We need more fantasy in the world. Good, well-written fantasy that isn’t a Tolkien derivative (though, to be honest, we seem to be in a period where the deliberate refutation of Tolkien–grimdark–seems to be de rigeur ((NO ONE MENTION I USED THE WORD SEEMS RIGHT THERE! I KNOW!)) for works of high fantasy). Hell, I’d really like to undo what I call the Supernatural Effect, too. You know, the “hunter” brand of urban fantasy which seems to exist for the author’s half-mermaid M.C. to have a forbidden romance with the Clan Chief of the local Were-panther pack while simultaneously striving to remain neutral in the contentious politics of the secret supernatural factions that her “normal” friends can’t know about? Yeah…let’s all get away from that, please. But that’s really a brief, very personal, aside…so let’s move on. And, yes, it’s OK to write about white people. But I don’t think we should be able to list the number of good series featuring POC on our fingers and toes. And I’m not saying we need to deliberately go back and turn beloved comic book characters black (*cough* Wally West *cough*) for the sake of diversification because that feels more like pandering than a truly diverse POV.

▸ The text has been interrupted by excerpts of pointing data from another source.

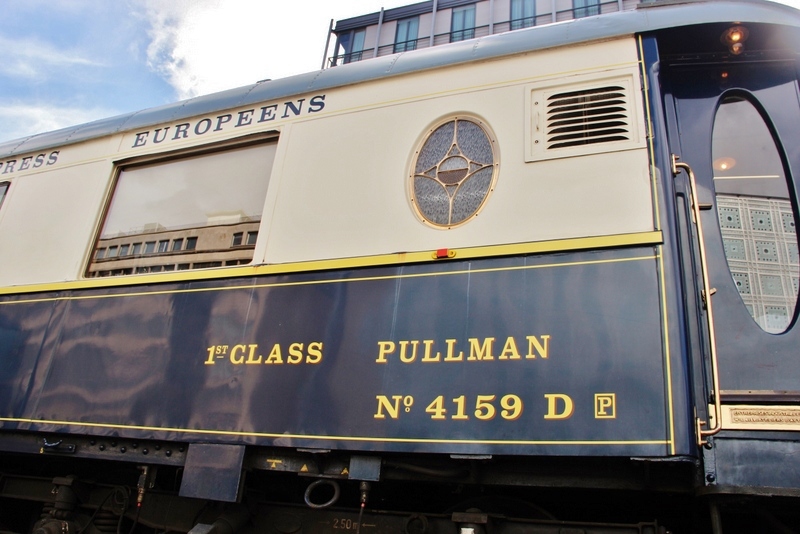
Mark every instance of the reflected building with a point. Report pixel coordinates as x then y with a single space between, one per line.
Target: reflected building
226 239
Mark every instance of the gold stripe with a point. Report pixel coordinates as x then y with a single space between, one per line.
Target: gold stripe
332 437
660 251
331 281
402 258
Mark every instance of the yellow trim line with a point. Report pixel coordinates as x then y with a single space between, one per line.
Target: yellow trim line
240 433
384 260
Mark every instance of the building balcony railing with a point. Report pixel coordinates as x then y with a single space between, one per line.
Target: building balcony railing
539 19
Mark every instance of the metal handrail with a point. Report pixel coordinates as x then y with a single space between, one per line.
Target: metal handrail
706 294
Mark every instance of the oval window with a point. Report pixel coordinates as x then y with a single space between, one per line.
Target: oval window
453 172
755 212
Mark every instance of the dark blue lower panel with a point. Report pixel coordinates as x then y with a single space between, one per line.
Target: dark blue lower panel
526 355
740 461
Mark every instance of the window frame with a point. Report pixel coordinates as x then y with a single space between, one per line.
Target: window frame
408 43
522 19
464 33
189 243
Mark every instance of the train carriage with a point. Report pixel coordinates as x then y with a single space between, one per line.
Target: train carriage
542 281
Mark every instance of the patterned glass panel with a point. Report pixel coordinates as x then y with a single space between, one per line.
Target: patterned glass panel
756 216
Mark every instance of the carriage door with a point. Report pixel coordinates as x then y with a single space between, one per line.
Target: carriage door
735 126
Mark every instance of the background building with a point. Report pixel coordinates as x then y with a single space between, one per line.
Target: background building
438 22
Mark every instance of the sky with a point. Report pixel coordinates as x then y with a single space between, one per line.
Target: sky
68 62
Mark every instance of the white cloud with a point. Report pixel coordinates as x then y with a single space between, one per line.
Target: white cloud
203 46
31 58
21 120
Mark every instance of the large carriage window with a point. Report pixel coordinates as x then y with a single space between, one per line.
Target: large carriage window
184 213
756 216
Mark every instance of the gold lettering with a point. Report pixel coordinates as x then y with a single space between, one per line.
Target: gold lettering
403 357
314 352
210 359
295 353
543 348
240 359
451 344
509 350
428 349
384 348
275 355
478 351
392 407
553 411
251 358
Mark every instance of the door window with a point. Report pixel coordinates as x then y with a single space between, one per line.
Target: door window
756 217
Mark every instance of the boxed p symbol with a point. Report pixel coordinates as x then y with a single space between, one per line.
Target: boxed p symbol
605 406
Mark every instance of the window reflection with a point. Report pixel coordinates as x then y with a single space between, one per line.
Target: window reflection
186 212
755 213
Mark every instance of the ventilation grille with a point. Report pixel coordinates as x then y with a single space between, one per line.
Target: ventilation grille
590 116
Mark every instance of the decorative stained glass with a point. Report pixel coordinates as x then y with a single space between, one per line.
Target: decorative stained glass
454 172
755 214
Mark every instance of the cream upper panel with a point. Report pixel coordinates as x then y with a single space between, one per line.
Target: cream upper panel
343 183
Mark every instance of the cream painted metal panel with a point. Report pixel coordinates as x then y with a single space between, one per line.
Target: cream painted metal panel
56 211
349 195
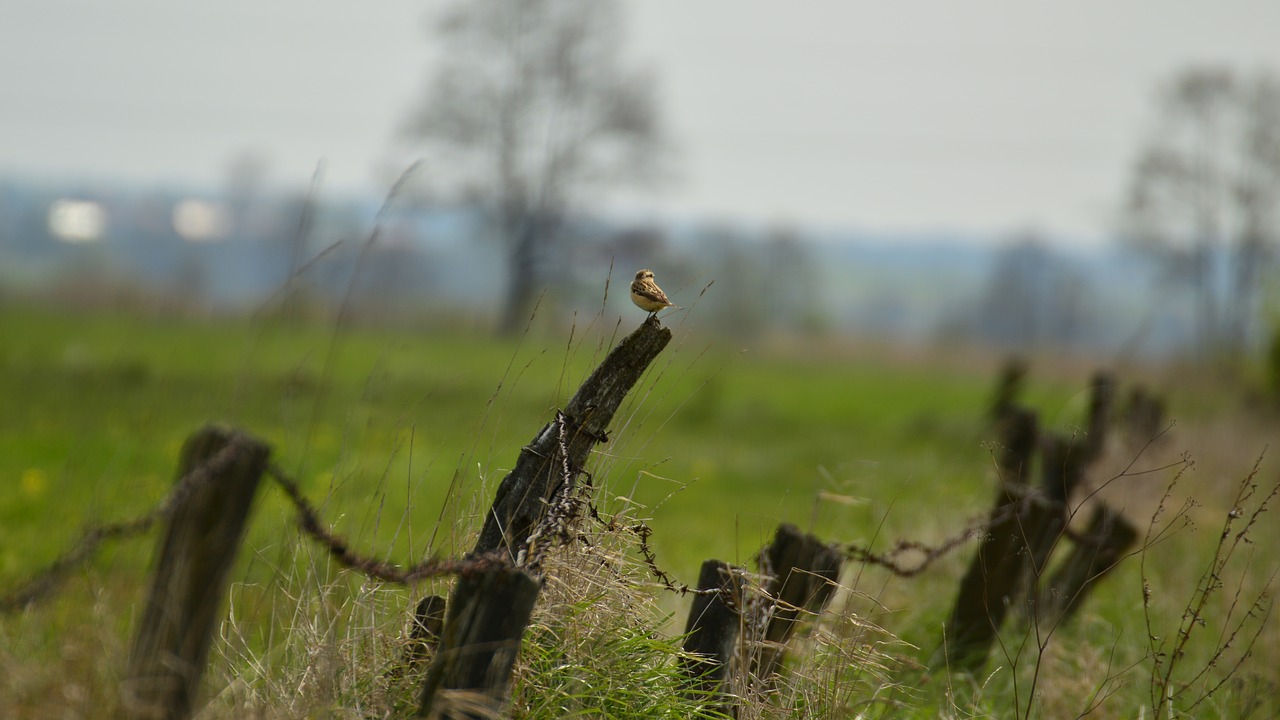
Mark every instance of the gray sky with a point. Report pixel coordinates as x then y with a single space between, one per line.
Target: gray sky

But, the thing is…we shouldn’t have to do that. Fantasy can be anything. It can be deserts and taigas and wetlands and, hell, worlds where the laws of physics are completely different. Why is so much of it medieval? Why, when a character isn’t specifically described, do we assume they’re white? (Why, even when a character is described, do so many picture him as white? I ran into this particularly problem when talking about the casting for American Gods. Did you know a lot of people still picture Shadow as white even though he’s clearly not? WTF, people?) This is probably a topic for a thesis more than a blog, so I’ll move on from the whys and get to the point where I exhort you to do something about it.
Write diverse.
It’s as simple as that, really. Create worlds where people of all kinds are walking around. Write heroes who are deliberately not white. Get out of the castles and dragons mentality. (Note: castles and dragons are fine, of course…they’re a staple of fantasy for a reason…but try something different. Or, at least, put POC in there.) Now…I’m white. I’m whiter-n-white. OK, actually…I’m part Turkish, and A is the whiter-n-white one, but I’m still mostly Western European, so…white. And I refuse the notion–refuse–that I only want to read about people like me. If I wanted to read about people like me, I’d write about people like me. I want my characters to be cooler than I am, and braver, and smarter, and more cunning. They’re like my children, and parents ALWAYS want their children to be better than they are. So I don’t just want white girls with social anxiety and a tendency to memorize the Kings and Queens of Britain from 1066 onward for fun. *cough*
I want diversity. So…here I am, pledging to write diverse stories. Because stories are for the world, not just the part of it that looks like me.
That is all. I’ll be back on Friday to talk about NK Jemisin because, when I get on a subject, I make it a theme.